Dubin’s career at Channing Daughters began back in 1999 when she drove up to the vineyard to meet the founder, Larry Perrine. They have remained close over the years, and he’s someone she considers to be one of her greatest teachers.
“I love this business so very much and feel blessed to have my career going on 20 years here at Channing Daughters,” says Dubin. “We live in one of the most beautiful places, and we get to make something that provides pleasure and simultaneously be stewards of our land and focus on sustainability in our community.”
Epperson-McCarthy, who runs Saltbird Cellars in addition to her role at Chronicle Wines, believes her local knowledge sets her wine apart from others.
“That global viticultural education combined with local knowledge derived from growing up on the North Fork are what go into every bottle of Saltbird Cellars wine,” the winemaker says.

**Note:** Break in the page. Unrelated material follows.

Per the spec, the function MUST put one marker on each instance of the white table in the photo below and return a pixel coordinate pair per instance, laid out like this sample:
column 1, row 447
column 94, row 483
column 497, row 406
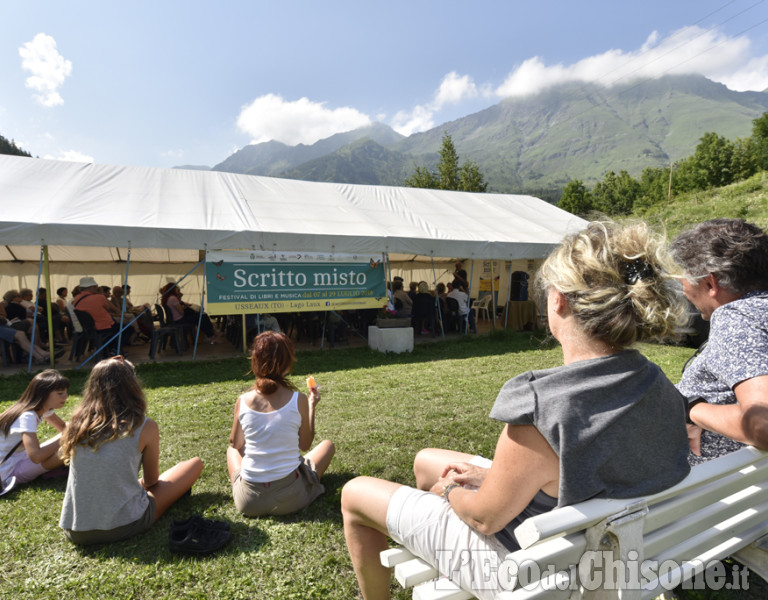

Epperson-McCarthy’s main goal is to make quality wine available to everyone, no matter their economic status.
“Wine is meant to be shared,” she says. “Wine and food are a reason for people to come together. Wine does not have to be the realm of only the elitists. Maybe a conversation with someone new may result in a new culinary tradition that wouldn’t have come about eating and talking with the same people every day.”
Jamesport Vineyards offers their guests a full experience when visiting.
“Our staff is quite knowledgeable about our wine and can assist guests in determining their wine preferences,” says manager Joanne Goerler. “In addition to this, we also have a wood-fired oven on site, operating as Little Oak Wood Fired Kitchen. Our chef incorporates our wine in many of his dishes and educates our staff on wine suggestions to pair with his foods. We hope that our guests can enjoy,
relax and take a break in our vast backyard.”
Jamesport Vineyards is a great example of how women are starting to gain some footing in the wine industry. Seventy-five percent of the staff at the vineyard are women. However, Goerler still believes there is more work to be done to get women more hands on jobs.
“There are studies that show that women actually are better suited when discerning flavors in wines, something that can certainly be an asset in a female winemaker,” she says. “I’d love to see more women represented in that capacity!”